The invention also provides a cepstrum spectrogram-based acquisition system for the number of bird species, which is realized based on the method and comprises the following steps: the device comprises an acquisition module, an analysis module, a spectrogram shape feature acquisition module and a species number acquisition module;
the acquisition module is used for acquiring a birdsong signal of a monitoring point in real time as birdsong data;
the analysis module is used for performing cepstrum analysis on the acquired bird song data to obtain a cepstrum spectrogram;
the spectrogram shape feature acquisition module is used for acquiring different cepstrum spectrogram shape features according to different cepstrum characteristics of the bird song of different species by using the acquired cepstrum spectrogram;
the species number acquisition module is used for acquiring the number of the bird species according to the acquired different cepstrum spectrogram shapes.

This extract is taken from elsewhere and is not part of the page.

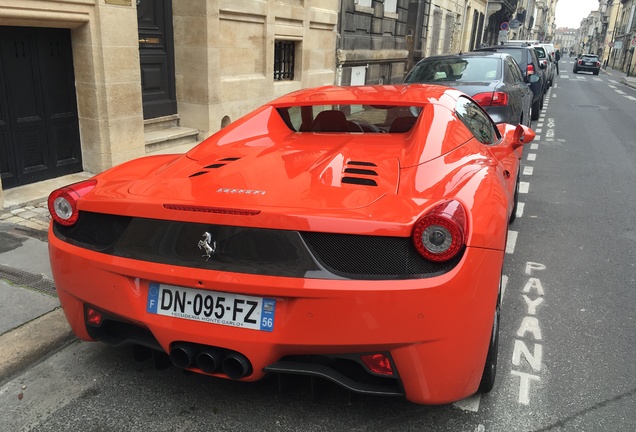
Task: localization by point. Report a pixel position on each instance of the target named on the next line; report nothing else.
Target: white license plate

As an improvement of the above technical solution, the system further includes: and the bird species type determining module is used for comparing the acquired different cepstrum spectrogram shapes with cepstrum spectrogram shapes of birds in the existing database through the existing database, and determining the species types of the birds while determining the number of the bird species.
Compared with the prior art, the invention has the beneficial effects that:
1) The method has the advantages that the number of bird species is obtained through a bird song signal processing method, the diversity of the bird species is analyzed, compared with a manual investigation method, a large amount of manpower and material resources are consumed, the cost is saved, the time is saved, meanwhile, the method is not limited by the activity of birds, the activity of the birds cannot be disturbed, and the method is a nondestructive and efficient research method;
2) The number of bird species is obtained through the pattern characteristics of the cepstrum spectrogram, and compared with a complex bird song pattern recognition algorithm, the method is simple in algorithm, visual in result and easy to implement.
Drawings
FIG. 1 is a schematic flow chart diagram of a brief description of a cepstrum spectrogram-based method of obtaining avian species numbers in accordance with the present invention;
FIG. 2 is a schematic diagram of a time-domain waveform of a bird song signal in an embodiment of a cepstrum spectrogram-based method of obtaining bird species numbers of the present invention;
FIG. 3a is a schematic illustration of cepstral-formant spectra in an embodiment of a cepstral-based method of obtaining avian species numbers of the present invention;
FIG. 3b is a schematic illustration of a cepstral spectrogram-fundamental frequency spectrogram in an embodiment of a cepstral spectrogram-based avian species number acquisition method of the present invention;
FIG. 4a is a schematic representation of the cepstrum of a voiced sound signal in an embodiment of a cepstrum spectrogram-based method of obtaining avian species numbers according to the present invention;
FIG. 4b is a schematic representation of cepstrum of an unvoiced signal in an embodiment of a cepstrum spectrogram-based method of obtaining avian species numbers according to the present invention;
FIG. 5 is a specific schematic flow chart of a cepstrum spectrogram-based method of obtaining avian species numbers of the present invention.
Detailed Description
The invention will now be further described with reference to the accompanying drawings.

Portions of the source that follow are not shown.